Several immune cells, e.g. B cells or T cells, infiltrate various types of tumors and are known to have an effect on the further tumor development. The capability to escape destruction by an immune cell is meanwhile considered as an important hallmark of many cancer types. The effect of the immune cells may depend on the cancer type. The type of the infiltrating immune cells, for example, T-cells, B-cells or macrophages and the degree of infiltration may have an impact on tumor progression. Thus context-specific information relating to the infiltration of tumor tissue with immune cells may be used for making a prognosis of the tumor development for a particular patient.
Typically, in immune score computations, the scientist uses a multiplex assay that involves staining one piece of tissue or a simplex assay that involves staining adjacent serial tissue sections to detect or quantify, for example, multiple proteins or nucleic acids etc. in the same tissue block. With the stained slides available, the immunological data, can be estimated from the tumor tissue samples. It has been reported that this data can be used to predict the patient survival of colorectal cancer and demonstrates important prognostic role. In both the microscopy slide interpretation process and the digital pathology workflow, the expert reader reviews the slide under a microscope. The expert reader may read the image of a slide, which has been scanned or digitized, from a monitor in order to make a prediction of further tumor development. However, such a manual, subjective assessment of the prognosis given a particular infiltration pattern of the tumors of a slide is not reproducible. Rather, it is highly subjective and biased to the readers. As a consequence, tumor progress predictions based on a manual inspection of tumor cell slides tend to vary from pathologist to pathologist, and are not reproducible.

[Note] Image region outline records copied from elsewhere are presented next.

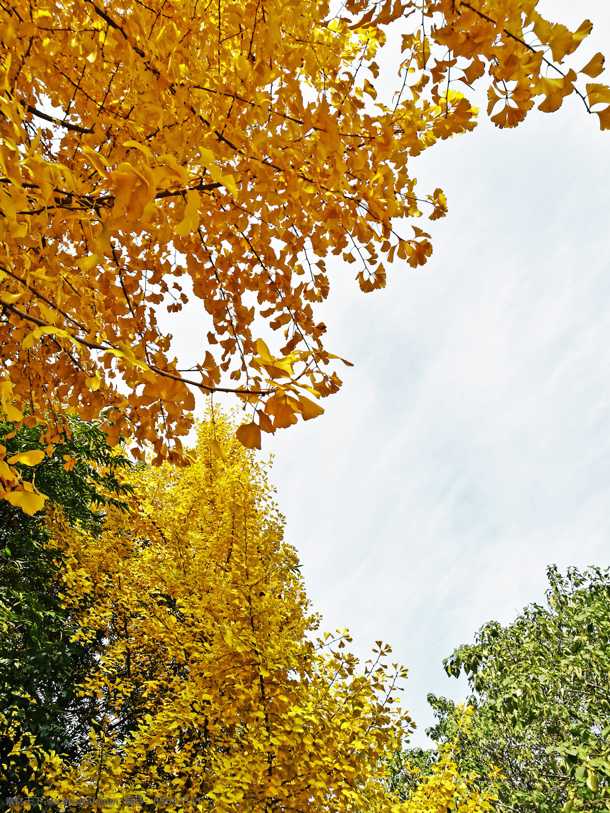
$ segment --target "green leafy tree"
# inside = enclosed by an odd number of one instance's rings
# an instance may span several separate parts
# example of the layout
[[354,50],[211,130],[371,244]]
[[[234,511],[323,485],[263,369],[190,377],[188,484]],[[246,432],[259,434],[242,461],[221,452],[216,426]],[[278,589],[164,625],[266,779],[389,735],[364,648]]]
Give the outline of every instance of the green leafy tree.
[[[2,423],[0,438],[7,456],[46,451],[36,481],[49,498],[46,511],[30,516],[0,500],[0,790],[4,783],[14,786],[18,768],[36,793],[40,773],[29,759],[24,755],[16,768],[8,766],[14,733],[28,735],[34,752],[77,748],[86,737],[81,721],[89,701],[79,698],[75,686],[93,657],[90,646],[70,641],[74,630],[57,595],[62,554],[48,544],[47,513],[60,510],[71,525],[100,533],[105,509],[121,506],[130,490],[120,481],[130,463],[107,445],[99,428],[77,420],[53,446],[43,445],[37,425],[15,431]],[[23,480],[32,480],[30,467],[15,467]]]
[[[473,695],[468,733],[456,706],[429,695],[439,744],[457,738],[461,772],[504,780],[498,806],[507,811],[610,809],[610,571],[547,571],[547,604],[531,604],[506,627],[490,622],[475,642],[443,663],[464,671]],[[434,751],[397,757],[434,759]],[[423,752],[424,754],[426,752]]]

Also, many methods of computing an immune score do not consider activity of lymphocytes outside of the tumor. United States patent application 20140185891A1, entitled Generating Image-Based Diagnostic Tests By Optimizing Image Analysis and Data Mining Of Co-Registered Images, discloses an image-based test diagnostic tests that predicts a probability of recurrence of cancer utilizing heat maps generated from overlapping features in a combined image of adjacent tissue sections. However, the method appears applicable to cell counts in the tumor. Thus, the computations are limited to cellular activity or counts within an identified tumor region, and do not factor in the activity of cellular activity outside of the tumor region. United States patent application 20130203614A1, entitled Methods for Predicting the Survival time of a Patient Suffering from a Solid Cancer, discloses methods for the prognosis of survival time of a patient having colon cancer that appears to consider the invasive margin of the colon cancer tumor. However, the method disclosed in U.S. patent application 20130203614A1 is directed to cells that are known to be associated with colorectal cancer and does not appear to present a digital imaging methodology that promotes a methodology that generates a consistent prognosis.
All references, including any patents or patent applications cited in this specification are hereby incorporated by reference. No admission is made that any reference constitutes prior art or form part of the common general knowledge in the art.